Yıllardır reiki hakkında  yazılanları okuduğumuz için ve son zamanlarda sıkça da başkalarından duyduğumuz için,  bunun mucizevi etkiler yarattığını, mutluluktan uçacağımızı sağlığımızın, ilişkilerimizin hemen mükemmel olacağına inanıyorduk.

Hemen kimin, nerede, ne zaman, kaç paraya bize bu eğitimi verebileceğini araştırmaya başladık. Tabii bir de bu enerjiyi doğru kişiden almamız gerekiyordu. Bu doğru kişi neye göre belirleneceğini inanın bilmiyorduk. Sorduk soruşturduk. Nihayetinde reiki bir için eğitimlerimizi aldık. Reiki hocamız kendini işine çok adamış biriydi. Reikiyi çok seviyordu. Bize güzel güzel anlattı. Birbirimizde denedik. Ellerimizdeki enerji akımını hissetmeye başladık. Eğitim sırasında gözlerimiz, cildimiz pırıl pırıldı. İlerleyen haftalarda aramızda sık sık şu konuşmalar geçer  oldu. ” Boynum tutuldu bir reiki yapsana.”, “Başım ağrıyor bir reiki yapsana”,” Belim tutuldu ellerini koysana”. ” Kimin evindeysek hemen kanepeye uzanıveriyorduk.Hocamız bize her gün çakralarımızı dengelememizi söylediğini iyi hatırlıyorduk  ama biz yarı akıllılar onun dediklerinin ne kadarını yaptık acaba? Vallaha ben kendi adıma söyleyeyim. Düzenli yapmadım. İlk başlarda heves ettim ama çocuk küçüktü. Daldım işlere, alışkanlık olmayınca da düzen kurulamadan kaynadı gitti. Tabii beklenen mucize yaşam da.

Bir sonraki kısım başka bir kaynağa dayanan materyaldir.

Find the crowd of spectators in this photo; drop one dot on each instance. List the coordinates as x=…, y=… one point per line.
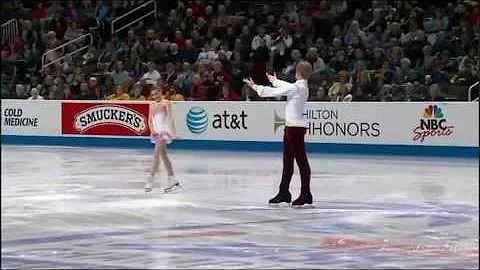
x=201, y=50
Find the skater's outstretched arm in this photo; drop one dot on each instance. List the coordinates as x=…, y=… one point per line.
x=170, y=117
x=150, y=117
x=283, y=89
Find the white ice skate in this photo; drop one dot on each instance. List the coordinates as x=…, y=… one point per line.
x=149, y=184
x=172, y=184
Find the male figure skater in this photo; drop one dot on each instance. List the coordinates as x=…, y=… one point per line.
x=295, y=129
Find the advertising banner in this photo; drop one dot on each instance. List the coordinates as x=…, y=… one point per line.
x=402, y=123
x=102, y=118
x=31, y=117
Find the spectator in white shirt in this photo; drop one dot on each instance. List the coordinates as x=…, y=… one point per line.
x=295, y=129
x=260, y=38
x=34, y=95
x=152, y=76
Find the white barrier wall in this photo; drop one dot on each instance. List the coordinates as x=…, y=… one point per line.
x=414, y=123
x=25, y=117
x=450, y=124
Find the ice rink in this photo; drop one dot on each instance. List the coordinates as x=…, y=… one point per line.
x=65, y=207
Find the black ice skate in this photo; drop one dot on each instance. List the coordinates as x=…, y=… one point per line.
x=281, y=197
x=303, y=199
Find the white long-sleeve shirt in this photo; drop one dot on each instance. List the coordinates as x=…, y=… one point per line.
x=297, y=96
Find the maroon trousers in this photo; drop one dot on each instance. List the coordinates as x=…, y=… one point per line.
x=294, y=148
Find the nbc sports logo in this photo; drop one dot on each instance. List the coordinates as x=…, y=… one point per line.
x=197, y=120
x=433, y=123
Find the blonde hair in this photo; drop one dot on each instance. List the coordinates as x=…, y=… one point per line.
x=304, y=69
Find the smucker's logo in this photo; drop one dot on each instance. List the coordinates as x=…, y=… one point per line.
x=110, y=115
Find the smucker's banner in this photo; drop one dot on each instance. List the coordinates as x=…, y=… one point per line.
x=97, y=118
x=376, y=123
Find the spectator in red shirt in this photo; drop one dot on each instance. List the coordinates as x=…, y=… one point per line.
x=67, y=93
x=474, y=17
x=220, y=74
x=198, y=91
x=198, y=8
x=39, y=12
x=19, y=45
x=227, y=93
x=93, y=88
x=179, y=39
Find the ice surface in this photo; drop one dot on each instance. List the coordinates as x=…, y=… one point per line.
x=68, y=207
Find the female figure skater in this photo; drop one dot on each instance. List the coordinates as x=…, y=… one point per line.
x=295, y=129
x=162, y=129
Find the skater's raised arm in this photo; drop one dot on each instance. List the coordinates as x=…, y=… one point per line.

Bu yıl ise dengelemenin gün içindeki şaşkınlığımı, kızgınlığımı, aldığını görünce artık düzenli olarak dengeleme çalışmalarının önemini kavramış bulunuyorum.

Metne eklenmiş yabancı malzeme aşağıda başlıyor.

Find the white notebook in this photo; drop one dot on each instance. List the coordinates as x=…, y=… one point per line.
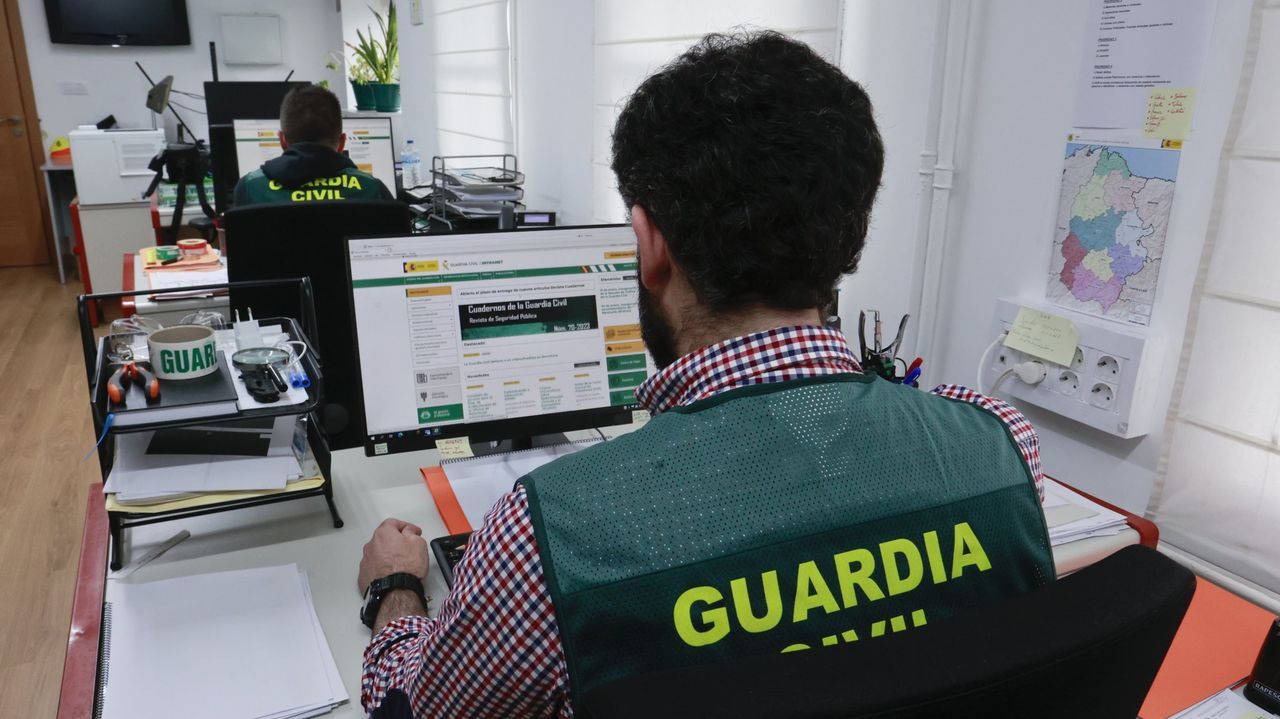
x=231, y=644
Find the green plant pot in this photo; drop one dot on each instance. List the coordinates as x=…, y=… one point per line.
x=385, y=96
x=365, y=96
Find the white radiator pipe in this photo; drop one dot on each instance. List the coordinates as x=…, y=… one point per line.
x=951, y=63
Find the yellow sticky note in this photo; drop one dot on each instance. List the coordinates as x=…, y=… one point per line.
x=455, y=448
x=1043, y=335
x=1169, y=113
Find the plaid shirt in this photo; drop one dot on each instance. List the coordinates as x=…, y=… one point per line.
x=494, y=647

Ama olay kaynamadan önce ilk yıllarda başkalarına deneme yapmak ve elimdeki sıcaklığı hissetmekten büyük keyif aldım.  Onlar da sıcaklığı hissetti. Hatta bir keresinde deneklerimden bir tanesi sevgi yoğunluğundan ağlamaya başladı.

Şimdi burada durup, geriye saralım. Doğru kişiyi seçmek  ne demek? Kime göre doğru? Ben şimdiki aklımla bakıyorum da ne kadar cahilce davranmışım. Araştırma şeklim ne kadar da yanlışmış. Kulaktan dolma bilgilerle hareket etmişim. Öncelikle yaptığım hatalar şunlar oldu. 1-Direkt sonuç odaklı olup mucizeler beklemek. 2-Maddi odaklı olmak 3- Reikiyi iyi araştırmamak.4- Düzenli yapmamak.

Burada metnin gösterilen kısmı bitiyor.